AI-Powered Analysis of Global Government Accounting Systems: Comparing Accrual and Cash-Based Methods for Enhancing Fiscal Transparency and Accountability Worldwide
Fiscal transparency is necessary to enhance the government institutions’ accountability and public confidence. This paper explores empirically the impact of accrual and cash accounting systems on the fiscal transparency of local governments worldwide. A vast dataset of publicly available financial data from Kaggle, IMF, World Bank BOOST, OECD, and IPSASB was constructed for jurisdictions that have at least five consecutive years of finance reports. A composite Fiscal Transparency Index was built by normalizing and weighting different indicators such as timeliness of reporting, disclosure of contingent liabilities, reconciliation practices, and IPSAS compliance, through Python-based algorithms for data preprocessing and scoring. The study differentiates governments based on cash-based and accrual-based governments, and then applies descriptive statistics, hypothesis testing, and panel regression analysis using Python libraries like Pandas, NumPy, SciPy, and StatsModels to analyze the statistical significance of the fiscal transparency accounting systems. The control variables were population, GDP per capita, audit quality, and governance index. The regression analysis revealed a statistically significant positive association between elevated FTI scores and accrual accounting. Sensitivity analyses with lagged fiscal years and alternative measures of transparency confirmed the robustness of the results.
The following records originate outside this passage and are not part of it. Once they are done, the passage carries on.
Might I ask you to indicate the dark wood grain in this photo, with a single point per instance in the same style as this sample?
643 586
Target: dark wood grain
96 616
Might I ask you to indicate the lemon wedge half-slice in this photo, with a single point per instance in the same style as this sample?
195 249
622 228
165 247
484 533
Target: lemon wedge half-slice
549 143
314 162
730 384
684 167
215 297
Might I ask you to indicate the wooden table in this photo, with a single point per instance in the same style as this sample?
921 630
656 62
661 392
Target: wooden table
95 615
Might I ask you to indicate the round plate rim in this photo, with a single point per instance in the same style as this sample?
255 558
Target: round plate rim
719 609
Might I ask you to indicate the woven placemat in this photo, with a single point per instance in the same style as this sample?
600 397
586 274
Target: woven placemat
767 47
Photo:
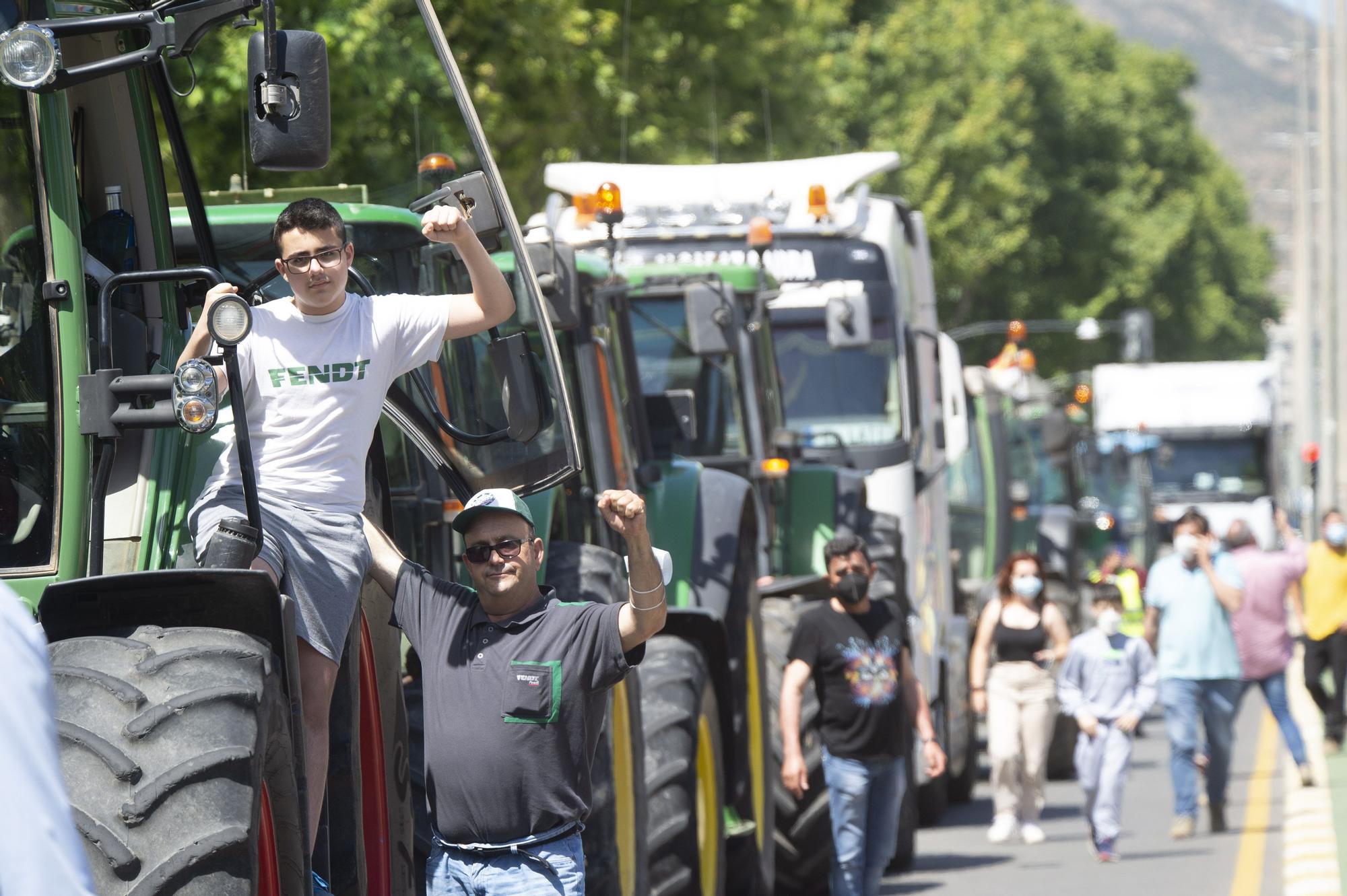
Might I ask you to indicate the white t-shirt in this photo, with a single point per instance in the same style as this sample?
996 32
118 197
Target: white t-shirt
315 386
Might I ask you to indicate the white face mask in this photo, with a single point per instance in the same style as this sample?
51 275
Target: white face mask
1187 545
1109 622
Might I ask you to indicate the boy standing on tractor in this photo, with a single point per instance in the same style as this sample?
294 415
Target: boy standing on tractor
316 369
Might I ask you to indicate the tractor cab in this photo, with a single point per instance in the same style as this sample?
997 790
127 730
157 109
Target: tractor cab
176 683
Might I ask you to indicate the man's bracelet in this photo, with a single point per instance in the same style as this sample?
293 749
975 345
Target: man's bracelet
651 607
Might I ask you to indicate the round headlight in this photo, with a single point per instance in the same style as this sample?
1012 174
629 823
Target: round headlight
230 322
195 377
29 57
195 413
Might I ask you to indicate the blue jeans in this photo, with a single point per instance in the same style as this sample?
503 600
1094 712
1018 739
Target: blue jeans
1275 692
1185 700
864 798
460 874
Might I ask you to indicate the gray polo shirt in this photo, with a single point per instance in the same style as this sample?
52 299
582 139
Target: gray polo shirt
514 708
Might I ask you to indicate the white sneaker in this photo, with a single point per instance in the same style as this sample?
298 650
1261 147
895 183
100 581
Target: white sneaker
1003 829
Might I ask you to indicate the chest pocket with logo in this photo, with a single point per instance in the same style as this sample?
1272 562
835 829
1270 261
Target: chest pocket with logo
533 692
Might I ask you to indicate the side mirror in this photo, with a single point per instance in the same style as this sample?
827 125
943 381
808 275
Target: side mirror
849 318
293 133
711 314
673 413
557 277
475 199
954 400
523 390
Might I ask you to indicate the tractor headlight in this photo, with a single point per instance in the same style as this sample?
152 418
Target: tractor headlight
29 57
230 320
195 377
196 397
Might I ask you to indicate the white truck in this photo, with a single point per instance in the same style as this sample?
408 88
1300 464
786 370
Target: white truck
1216 421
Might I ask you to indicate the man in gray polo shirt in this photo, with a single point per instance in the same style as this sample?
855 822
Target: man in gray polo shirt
517 685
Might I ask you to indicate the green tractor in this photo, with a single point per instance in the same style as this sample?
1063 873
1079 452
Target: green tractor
177 697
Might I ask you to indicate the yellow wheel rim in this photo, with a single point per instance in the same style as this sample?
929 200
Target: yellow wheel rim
708 808
758 751
624 789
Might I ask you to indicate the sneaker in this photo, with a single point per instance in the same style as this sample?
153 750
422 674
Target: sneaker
1003 829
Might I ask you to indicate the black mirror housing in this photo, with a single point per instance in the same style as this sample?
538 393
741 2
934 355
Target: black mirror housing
297 137
711 312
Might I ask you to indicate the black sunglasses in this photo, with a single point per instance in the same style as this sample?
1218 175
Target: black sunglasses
483 553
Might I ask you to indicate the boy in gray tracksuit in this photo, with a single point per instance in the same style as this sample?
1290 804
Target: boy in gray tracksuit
1108 683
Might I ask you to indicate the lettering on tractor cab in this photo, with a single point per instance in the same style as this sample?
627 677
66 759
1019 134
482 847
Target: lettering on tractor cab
315 374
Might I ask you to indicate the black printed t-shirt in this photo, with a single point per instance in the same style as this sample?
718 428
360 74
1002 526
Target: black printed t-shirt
514 708
857 670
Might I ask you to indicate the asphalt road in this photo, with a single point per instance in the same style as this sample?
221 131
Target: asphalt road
956 858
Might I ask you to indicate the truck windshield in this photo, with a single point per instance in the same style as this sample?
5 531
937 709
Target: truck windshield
840 393
1226 467
28 438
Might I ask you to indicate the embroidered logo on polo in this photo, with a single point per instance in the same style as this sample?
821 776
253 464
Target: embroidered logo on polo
313 374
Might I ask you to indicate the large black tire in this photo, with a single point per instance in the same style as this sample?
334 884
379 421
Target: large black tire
685 771
803 832
168 740
615 851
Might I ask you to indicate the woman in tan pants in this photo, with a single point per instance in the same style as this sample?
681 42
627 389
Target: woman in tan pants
1019 696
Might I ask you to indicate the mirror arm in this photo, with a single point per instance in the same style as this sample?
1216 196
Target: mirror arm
418 378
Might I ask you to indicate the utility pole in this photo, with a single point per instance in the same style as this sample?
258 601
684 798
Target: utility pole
1326 365
1302 298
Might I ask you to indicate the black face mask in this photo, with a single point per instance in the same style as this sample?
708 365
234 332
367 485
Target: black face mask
853 588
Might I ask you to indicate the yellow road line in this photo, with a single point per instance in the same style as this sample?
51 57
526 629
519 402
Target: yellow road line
1253 841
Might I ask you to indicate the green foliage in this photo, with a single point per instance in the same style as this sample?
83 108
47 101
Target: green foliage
1059 167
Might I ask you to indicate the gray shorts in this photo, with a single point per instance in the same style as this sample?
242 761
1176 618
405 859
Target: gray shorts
320 556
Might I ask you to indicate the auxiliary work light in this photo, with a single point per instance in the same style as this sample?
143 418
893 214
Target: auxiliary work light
230 320
29 57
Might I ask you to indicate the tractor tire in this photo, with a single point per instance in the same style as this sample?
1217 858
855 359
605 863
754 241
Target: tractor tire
803 831
615 851
177 751
685 771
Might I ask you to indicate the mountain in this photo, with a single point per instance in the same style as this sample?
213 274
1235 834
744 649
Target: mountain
1245 97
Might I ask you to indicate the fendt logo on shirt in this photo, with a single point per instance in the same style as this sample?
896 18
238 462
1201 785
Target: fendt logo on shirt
315 374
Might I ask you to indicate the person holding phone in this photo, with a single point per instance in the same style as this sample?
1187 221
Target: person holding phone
1015 689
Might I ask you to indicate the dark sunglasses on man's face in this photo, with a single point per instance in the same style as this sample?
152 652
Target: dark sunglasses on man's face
483 553
327 259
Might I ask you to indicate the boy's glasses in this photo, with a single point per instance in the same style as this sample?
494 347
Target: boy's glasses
329 259
483 553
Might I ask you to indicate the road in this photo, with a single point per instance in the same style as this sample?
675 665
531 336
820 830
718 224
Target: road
956 859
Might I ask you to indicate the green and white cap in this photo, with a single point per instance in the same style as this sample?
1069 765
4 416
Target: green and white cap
491 499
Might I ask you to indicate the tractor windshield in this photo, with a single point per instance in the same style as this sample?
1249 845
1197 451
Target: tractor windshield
28 438
391 147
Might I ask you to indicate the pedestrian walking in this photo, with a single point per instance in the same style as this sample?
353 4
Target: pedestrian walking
853 648
517 683
1260 626
1323 595
1108 684
1190 598
1028 634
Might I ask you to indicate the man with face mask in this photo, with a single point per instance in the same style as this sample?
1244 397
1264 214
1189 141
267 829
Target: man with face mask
1108 684
1325 599
855 649
1190 598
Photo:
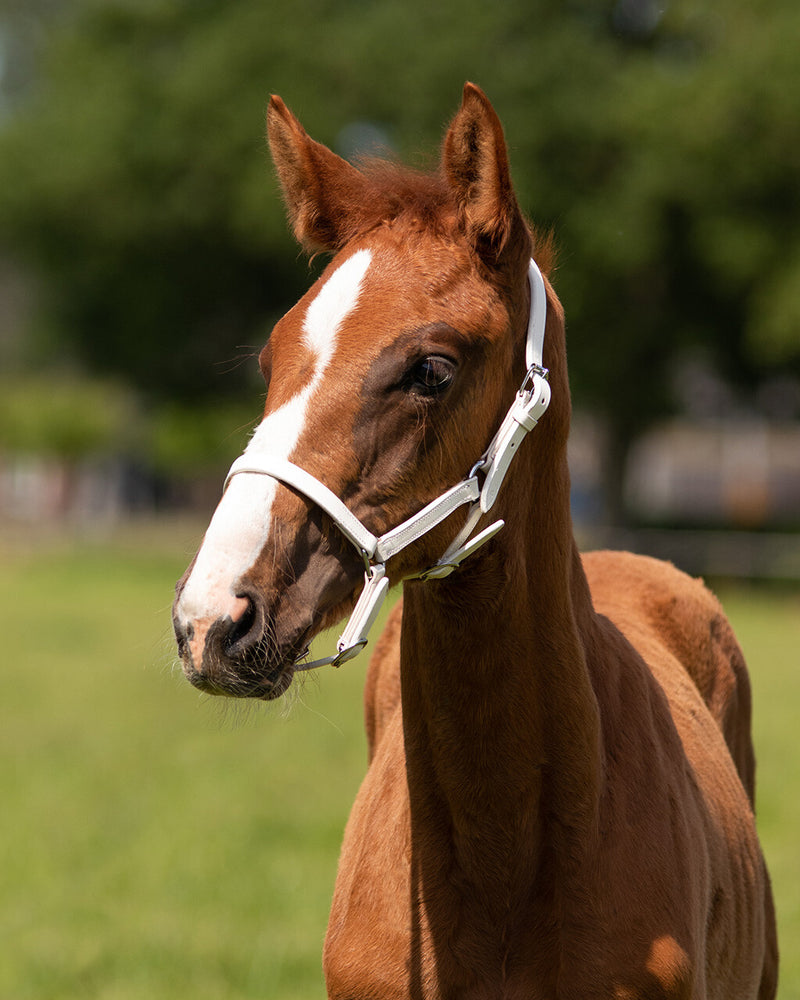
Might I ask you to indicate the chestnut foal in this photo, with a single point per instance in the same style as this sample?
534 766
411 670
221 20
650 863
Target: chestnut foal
559 801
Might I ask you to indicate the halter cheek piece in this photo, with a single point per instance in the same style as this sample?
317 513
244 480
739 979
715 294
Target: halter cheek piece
479 489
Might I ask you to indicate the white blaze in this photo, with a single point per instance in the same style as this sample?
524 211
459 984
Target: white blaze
241 523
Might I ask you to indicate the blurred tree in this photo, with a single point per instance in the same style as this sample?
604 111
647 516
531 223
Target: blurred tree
660 141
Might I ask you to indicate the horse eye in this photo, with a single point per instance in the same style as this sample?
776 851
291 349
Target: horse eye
430 376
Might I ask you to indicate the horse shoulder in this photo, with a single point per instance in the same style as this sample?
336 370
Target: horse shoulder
639 593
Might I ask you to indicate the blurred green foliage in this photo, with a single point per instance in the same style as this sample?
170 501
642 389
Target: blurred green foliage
659 140
64 417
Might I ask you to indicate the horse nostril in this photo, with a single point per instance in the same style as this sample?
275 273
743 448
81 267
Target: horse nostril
242 625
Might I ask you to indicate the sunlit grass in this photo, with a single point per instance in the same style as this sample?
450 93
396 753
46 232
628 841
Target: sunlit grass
157 845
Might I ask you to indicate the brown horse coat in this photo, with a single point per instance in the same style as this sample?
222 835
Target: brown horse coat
559 799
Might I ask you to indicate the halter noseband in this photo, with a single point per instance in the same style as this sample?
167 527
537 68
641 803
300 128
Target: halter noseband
529 404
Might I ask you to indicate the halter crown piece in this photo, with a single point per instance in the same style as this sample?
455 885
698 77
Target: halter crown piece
479 489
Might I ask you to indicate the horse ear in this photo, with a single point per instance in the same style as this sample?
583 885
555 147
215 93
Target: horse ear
475 163
318 186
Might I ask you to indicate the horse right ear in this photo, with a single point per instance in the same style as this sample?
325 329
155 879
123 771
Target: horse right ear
475 164
318 186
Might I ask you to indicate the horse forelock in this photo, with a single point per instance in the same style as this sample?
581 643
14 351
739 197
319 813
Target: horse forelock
421 201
Triangulation with IMF and World Bank country reports and expert interviews also corroborated the empirical results. This research employs AI-driven algorithms to pre-process financial data, automatically normalize and weigh transparency indicators, and make predictions of fiscal transparency outcomes through machine learning models. The study concludes with policy recommendations favoring greater utilization of accrual accounting methods for improved transparency and people’s confidence.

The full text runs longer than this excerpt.